Blocos, Beijos e Vidros

O Carnaval 2016 na Vila Madalena, pode-se dizer, foi mais um ‘aval carnal/etílico’, que Carnaval propriamente dito. No quadrilátero fechado (ruas Aspicuelta, Wisard, Mourato e Girassol), desfilaram tribos cuja única fantasia era a cor das garrafas Askov –vodka com fruta (9% a 16% de álcool). O objetivo? Percorrer a tríade: Sexo, Drogas e… ‘pancadão’.

Vidro estilhaçado substituiu a purpurina. A partir das 22h, todos os moradores do bairro –ou quase todos– ouviram gritos, palavrões e sons de garrafas, garrafinhas e garrafões sendo estateladas contra o chão, postes, paredes e afins.
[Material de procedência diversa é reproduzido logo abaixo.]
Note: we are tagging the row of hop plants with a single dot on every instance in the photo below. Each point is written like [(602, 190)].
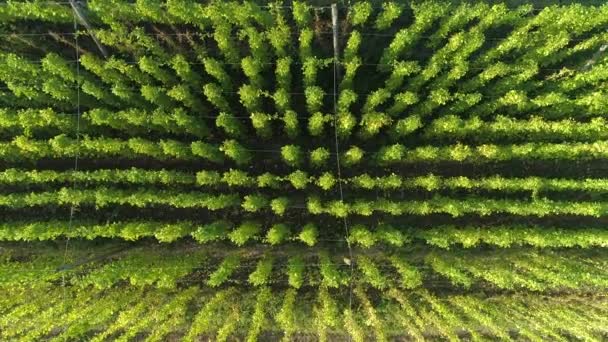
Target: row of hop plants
[(22, 148), (515, 269), (252, 231), (193, 312), (299, 180), (104, 197)]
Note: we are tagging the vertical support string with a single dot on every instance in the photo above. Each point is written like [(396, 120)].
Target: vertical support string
[(77, 154), (334, 22)]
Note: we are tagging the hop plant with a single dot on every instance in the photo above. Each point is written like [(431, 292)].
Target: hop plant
[(254, 203), (319, 157), (236, 152), (207, 151), (262, 124), (245, 232), (277, 234), (352, 156), (292, 155), (326, 181), (208, 178), (309, 234), (360, 12), (316, 123), (279, 205), (290, 120), (268, 180), (362, 236), (314, 98), (231, 125), (299, 179), (237, 178)]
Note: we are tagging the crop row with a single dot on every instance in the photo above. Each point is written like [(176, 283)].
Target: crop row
[(509, 269), (310, 234), (299, 180), (142, 198), (229, 313), (62, 146)]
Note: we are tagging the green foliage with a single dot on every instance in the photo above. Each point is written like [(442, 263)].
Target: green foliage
[(277, 234), (261, 275), (292, 155), (360, 12), (295, 272), (248, 230), (253, 203), (231, 125), (326, 181), (319, 157), (262, 124), (279, 205), (223, 272), (211, 232), (299, 179), (352, 156), (235, 151), (309, 234), (371, 273)]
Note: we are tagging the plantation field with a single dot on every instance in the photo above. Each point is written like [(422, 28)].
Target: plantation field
[(301, 171)]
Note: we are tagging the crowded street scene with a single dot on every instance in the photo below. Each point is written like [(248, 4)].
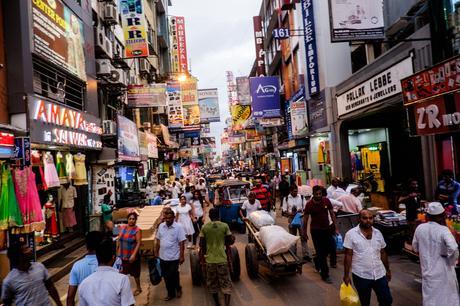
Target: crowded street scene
[(229, 153)]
O ápice deu-se em dias oficiais de Carnaval, quando a população chegou a 15 mil ‘foliões’. A polícia impediu o acesso ao quadrilátero.

De acordo com pesquisa da Prefeitura, homens de 18 a 24 anos, provenientes de outras regiões, foram maioria e não vieram à Vila especificamente para o Carnaval. Queriam bebericar, beijar, curtir e dar ‘rolezinho’ num bairro badalado. Tá explicado a polêmica do assédio? Nas ruas, eles chegavam a cercar mulheres e exigir um beijo.

O pico dava-se das 18h às 23h –tempo suficiente para os ‘coloridinhos’ encher a cachola, perder a censura e deixar-se conduzir pela ferveção.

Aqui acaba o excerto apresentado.